Background and Aims: The efficacy and safety of peginterferon alfa-2a (PEG-IFN) plus ribavirin (RBV) and either boceprevir (BOC) or telaprevir (TVR), and physician adherence to treatment algorithms were evaluated in patients included in an ongoing non-interventional study (PAN) enrolling adults with chronic hepatitis C virus (HCV) infection managed in German office-based practices.

Methods: The analysis included HCV genotype 1-infected, treatment-naïve and treatment-experienced patients treated with BOC or TVR. Demographic, treatment history, virological response, safety, and patient management data were collected.

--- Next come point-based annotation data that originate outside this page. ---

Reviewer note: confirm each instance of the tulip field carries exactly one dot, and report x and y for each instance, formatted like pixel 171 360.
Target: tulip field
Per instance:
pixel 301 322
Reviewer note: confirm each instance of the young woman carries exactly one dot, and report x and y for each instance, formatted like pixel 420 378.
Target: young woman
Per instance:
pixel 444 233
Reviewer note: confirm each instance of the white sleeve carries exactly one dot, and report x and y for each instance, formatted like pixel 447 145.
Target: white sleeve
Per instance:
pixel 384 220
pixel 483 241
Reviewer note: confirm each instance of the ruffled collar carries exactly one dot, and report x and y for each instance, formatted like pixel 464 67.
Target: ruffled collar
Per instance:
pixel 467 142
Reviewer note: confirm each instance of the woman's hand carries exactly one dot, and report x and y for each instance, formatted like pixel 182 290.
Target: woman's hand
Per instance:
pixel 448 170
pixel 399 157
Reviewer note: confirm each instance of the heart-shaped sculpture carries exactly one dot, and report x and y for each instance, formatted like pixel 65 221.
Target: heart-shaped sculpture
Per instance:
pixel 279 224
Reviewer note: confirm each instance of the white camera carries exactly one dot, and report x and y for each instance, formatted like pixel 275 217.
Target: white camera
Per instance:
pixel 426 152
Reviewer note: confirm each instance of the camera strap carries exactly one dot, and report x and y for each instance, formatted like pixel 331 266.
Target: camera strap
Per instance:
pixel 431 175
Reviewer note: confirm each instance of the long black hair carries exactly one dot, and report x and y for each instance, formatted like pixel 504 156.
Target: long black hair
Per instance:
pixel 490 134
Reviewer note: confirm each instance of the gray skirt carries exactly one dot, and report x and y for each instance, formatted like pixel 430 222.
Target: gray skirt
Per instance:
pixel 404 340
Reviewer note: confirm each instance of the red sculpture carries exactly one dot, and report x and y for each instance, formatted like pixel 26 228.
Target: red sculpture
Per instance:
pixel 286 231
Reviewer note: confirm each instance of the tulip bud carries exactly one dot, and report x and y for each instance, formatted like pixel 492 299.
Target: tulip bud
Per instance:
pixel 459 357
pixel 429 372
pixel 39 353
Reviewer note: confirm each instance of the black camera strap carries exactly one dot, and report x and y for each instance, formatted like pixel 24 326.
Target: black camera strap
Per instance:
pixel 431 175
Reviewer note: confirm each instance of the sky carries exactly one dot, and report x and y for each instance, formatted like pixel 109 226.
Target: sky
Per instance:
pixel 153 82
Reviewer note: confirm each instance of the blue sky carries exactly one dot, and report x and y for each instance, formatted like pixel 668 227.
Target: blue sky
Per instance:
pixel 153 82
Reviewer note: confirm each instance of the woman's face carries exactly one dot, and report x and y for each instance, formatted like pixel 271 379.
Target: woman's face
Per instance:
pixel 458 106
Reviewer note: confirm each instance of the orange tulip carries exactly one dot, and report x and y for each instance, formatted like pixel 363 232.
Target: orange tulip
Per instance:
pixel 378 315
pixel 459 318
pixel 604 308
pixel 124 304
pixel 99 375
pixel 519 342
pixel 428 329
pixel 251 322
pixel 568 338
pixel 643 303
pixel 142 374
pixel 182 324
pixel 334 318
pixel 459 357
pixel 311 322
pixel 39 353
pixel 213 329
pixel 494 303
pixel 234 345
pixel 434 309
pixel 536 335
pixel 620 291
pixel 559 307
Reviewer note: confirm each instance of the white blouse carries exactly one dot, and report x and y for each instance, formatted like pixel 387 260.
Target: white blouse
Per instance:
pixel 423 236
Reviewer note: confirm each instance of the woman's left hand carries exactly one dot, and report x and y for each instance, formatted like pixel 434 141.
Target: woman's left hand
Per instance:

Results: Of a total 1087 patients, 58.1 % achieved sustained virological responses (SVR). Response rates were higher in treatment-naïve (BOC 55 %; TVR 63.4 %) and prior relapse patients (BOC 63.2 %; TVR 74.5 %) versus previous null-responders (BOC 14.3 %; TVR 25 %). The most commonly reported adverse event overall was fatigue (60.6 %); 45.8 % patients experienced hemoglobin < 10 g/dL. Patients with cirrhosis had lower rates of SVR versus those without (42.9 % vs. 60.7 %, respectively), and had a higher incidence of serious adverse events (SAEs) (16.7 % vs. 8.6 %, respectively) and treatment discontinuation (44.6 % vs. 25.2 %, respectively). According to recommended response-guided treatment algorithms, about 70 % of patients were managed appropriately, 11/10 % (BOC/TVR) received unnecessarily extended therapy, and 19/7 % (BOC/TVR) received inappropriately shortened therapy.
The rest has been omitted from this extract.